The general flow of events on 64-bit machines includes using a vulnerable signed driver and then exploiting it on the target device to allow ZeroCleare to bypass the Windows hardware abstraction layer and bypass some operating system safeguards that prevent the Unsigned drivers run on 64-bit machines', reads the IBM report.

The first controller in this chain is called soy.exe and it is a modified version of the Turla driver loader. 


That controller is used to load a vulnerable version of the VirtualBox controller, which attackers exploit to load the EldoS RawDisk driver. RawDisk is a legitimate utility used to interact with files and partitions, and it was also used by Shamoon attackers to access the MBR.

To gain access to the core of the device, ZeroCleare uses an intentionally vulnerable driver and malicious PowerShell / Batch scripts to bypass Windows controls. By adding these tactics, ZeroCleare spread to numerous devices on the affected network, sowing the seeds of a destructive attack that could affect thousands of devices and cause outages that could take months to fully recover, "

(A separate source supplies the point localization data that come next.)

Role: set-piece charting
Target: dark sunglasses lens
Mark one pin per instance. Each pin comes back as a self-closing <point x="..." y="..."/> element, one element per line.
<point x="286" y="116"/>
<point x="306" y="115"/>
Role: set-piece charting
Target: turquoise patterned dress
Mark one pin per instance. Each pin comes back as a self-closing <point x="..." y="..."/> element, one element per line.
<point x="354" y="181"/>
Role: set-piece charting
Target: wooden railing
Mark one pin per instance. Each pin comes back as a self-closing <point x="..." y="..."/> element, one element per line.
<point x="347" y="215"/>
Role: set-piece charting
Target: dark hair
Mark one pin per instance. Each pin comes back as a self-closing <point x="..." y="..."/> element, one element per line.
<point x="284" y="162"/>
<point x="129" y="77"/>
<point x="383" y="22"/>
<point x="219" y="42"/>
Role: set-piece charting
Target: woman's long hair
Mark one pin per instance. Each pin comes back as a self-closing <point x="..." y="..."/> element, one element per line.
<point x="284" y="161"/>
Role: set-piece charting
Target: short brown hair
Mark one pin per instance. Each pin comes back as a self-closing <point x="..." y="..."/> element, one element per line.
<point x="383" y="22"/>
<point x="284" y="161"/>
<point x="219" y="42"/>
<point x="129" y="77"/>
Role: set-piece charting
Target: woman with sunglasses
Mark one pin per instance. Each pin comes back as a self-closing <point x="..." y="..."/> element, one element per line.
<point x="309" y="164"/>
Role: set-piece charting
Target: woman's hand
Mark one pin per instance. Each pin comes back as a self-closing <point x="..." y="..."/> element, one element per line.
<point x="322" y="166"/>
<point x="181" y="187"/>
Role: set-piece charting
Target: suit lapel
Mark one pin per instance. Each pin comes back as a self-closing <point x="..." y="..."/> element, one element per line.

Although many of the APT campaigns the researchers expose focus on cyber espionage, some of the same groups also carry out destructive operations. Historically, many of these operations have taken place in the Middle East and have focused on energy companies and production facilities, which are vital national assets.

Although the researchers have not raised the names of any organization 100% to which this malware is attributed, in the first instance they commented that APT33 participated in the creation of ZeroCleare.

And then later IBM claimed that APT33 and APT34 created ZeroCleare, but shortly after the document was released, the attribution changed to xHunt and APT34, and the researchers admitted they were not XNUMX percent certain.

According to investigators, ZeroCleare attacks are not opportunistic and they appear to be operations directed against specific sectors and organizations.